Steven Davidoff challenges the conventional wisdom that more independence is always better when it comes to corporate boards of directors:
Independent directors have been championed as being good for shareholders, but studies have been unable to find that their presence results in better returns for shareholders. Instead, the evidence in favor of independent directors is confined to some studies mostly from the 1980s, which found that these directors might check C.E.O. hubris and spur better oversight.
The pendulum today has swung toward boards of almost all independent directors. But these situations are not ideal either, according to studies. They largely find that the good effects from majority independent boards disappear with “super independent” boards. Such companies are less profitable. At least one study has found that the more oversight a board provides, the better monitoring that results but the worse the performance, regardless of whether it is independent or not. ...
No one is going back to the days when O. J. Simpson was a director on the board of Infinity Broadcasting. But when you remove insiders from the board, the outside directors lack the knowledge and experience to steer the company appropriately. After all, are the outside directors of Goldman Sachs going to start crunching numbers on the bank’s risk-management spreadsheet to fully understand the bank’s risk?
So we have a dichotomy: While the evidence is mixed at best about independent directors, the push for independent directors has transformed into a quest for super independence.
Go read the whole thing--it's a great analysis. But you might also want to read Chapter 3 of my book Corporate Governance after the Financial Crisis, in which I treat the question in depth. After reviewing the evidence in detail, I conclude that:
The post-SOX regulatory environment rests on the conventional wisdom that board independence is an unalloyed good. As the preceding sections demonstrated, however, the empirical evidence on the merits of board independence is mixed. Accordingly, even though there is some reason to think independent board members are finally becoming properly incentivized and, as a result, more effective, the clearest take-home lesson from the preceding analysis is still that one size does not fit all.

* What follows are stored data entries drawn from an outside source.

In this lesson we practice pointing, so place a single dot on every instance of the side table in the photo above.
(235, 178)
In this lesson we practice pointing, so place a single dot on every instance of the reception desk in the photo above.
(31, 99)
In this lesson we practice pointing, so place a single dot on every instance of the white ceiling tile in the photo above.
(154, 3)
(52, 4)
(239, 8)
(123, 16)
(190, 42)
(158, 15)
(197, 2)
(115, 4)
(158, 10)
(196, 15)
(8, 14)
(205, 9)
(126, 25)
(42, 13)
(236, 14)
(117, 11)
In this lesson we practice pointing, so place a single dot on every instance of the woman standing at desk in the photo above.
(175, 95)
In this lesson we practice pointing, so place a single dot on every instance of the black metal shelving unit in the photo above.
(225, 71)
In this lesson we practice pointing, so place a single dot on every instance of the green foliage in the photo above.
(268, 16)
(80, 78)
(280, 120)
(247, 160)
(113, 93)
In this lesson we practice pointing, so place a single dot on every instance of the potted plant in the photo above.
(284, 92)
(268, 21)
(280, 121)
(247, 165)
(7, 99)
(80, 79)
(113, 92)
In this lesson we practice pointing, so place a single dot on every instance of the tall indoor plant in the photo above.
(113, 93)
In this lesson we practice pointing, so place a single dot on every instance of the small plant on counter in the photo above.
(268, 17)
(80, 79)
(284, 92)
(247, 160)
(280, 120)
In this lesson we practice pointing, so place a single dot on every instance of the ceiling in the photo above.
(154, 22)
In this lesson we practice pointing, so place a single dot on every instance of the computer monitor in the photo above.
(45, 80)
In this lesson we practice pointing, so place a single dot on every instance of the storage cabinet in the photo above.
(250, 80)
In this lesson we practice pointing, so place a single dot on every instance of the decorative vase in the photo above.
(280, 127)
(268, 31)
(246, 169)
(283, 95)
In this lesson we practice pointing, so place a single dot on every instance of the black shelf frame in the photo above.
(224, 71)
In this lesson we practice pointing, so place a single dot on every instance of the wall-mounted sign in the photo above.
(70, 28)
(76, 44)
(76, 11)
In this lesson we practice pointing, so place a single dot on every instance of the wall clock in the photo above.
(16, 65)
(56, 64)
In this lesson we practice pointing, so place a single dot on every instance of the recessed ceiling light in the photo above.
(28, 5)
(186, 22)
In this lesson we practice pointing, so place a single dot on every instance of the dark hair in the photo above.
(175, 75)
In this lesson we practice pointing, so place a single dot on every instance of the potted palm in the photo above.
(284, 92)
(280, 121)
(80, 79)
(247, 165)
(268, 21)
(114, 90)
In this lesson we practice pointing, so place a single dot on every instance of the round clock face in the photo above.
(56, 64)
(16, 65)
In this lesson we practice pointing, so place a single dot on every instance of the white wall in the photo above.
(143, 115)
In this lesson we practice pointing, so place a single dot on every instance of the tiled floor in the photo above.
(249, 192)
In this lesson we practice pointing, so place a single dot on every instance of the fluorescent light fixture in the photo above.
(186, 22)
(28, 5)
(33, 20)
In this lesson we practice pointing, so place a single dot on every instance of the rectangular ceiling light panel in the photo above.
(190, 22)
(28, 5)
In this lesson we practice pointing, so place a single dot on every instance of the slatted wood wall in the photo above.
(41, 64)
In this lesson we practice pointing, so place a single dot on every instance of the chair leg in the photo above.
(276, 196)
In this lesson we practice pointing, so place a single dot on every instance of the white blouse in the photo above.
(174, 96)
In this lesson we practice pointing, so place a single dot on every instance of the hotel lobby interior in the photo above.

This result should not be surprising. On one side of the equation, firms do not have uniform needs for managerial accountability mechanisms. The need for accountability is determined by the likelihood of shirking, which in turn is determined by management’s tastes, which in turn is determined by each firm’s unique culture, traditions, and competitive environment. We all know managers whose preferences include a penchant for hard, faithful work. Firms where that sort of manager dominates the corporate culture have less need for outside accountability mechanisms.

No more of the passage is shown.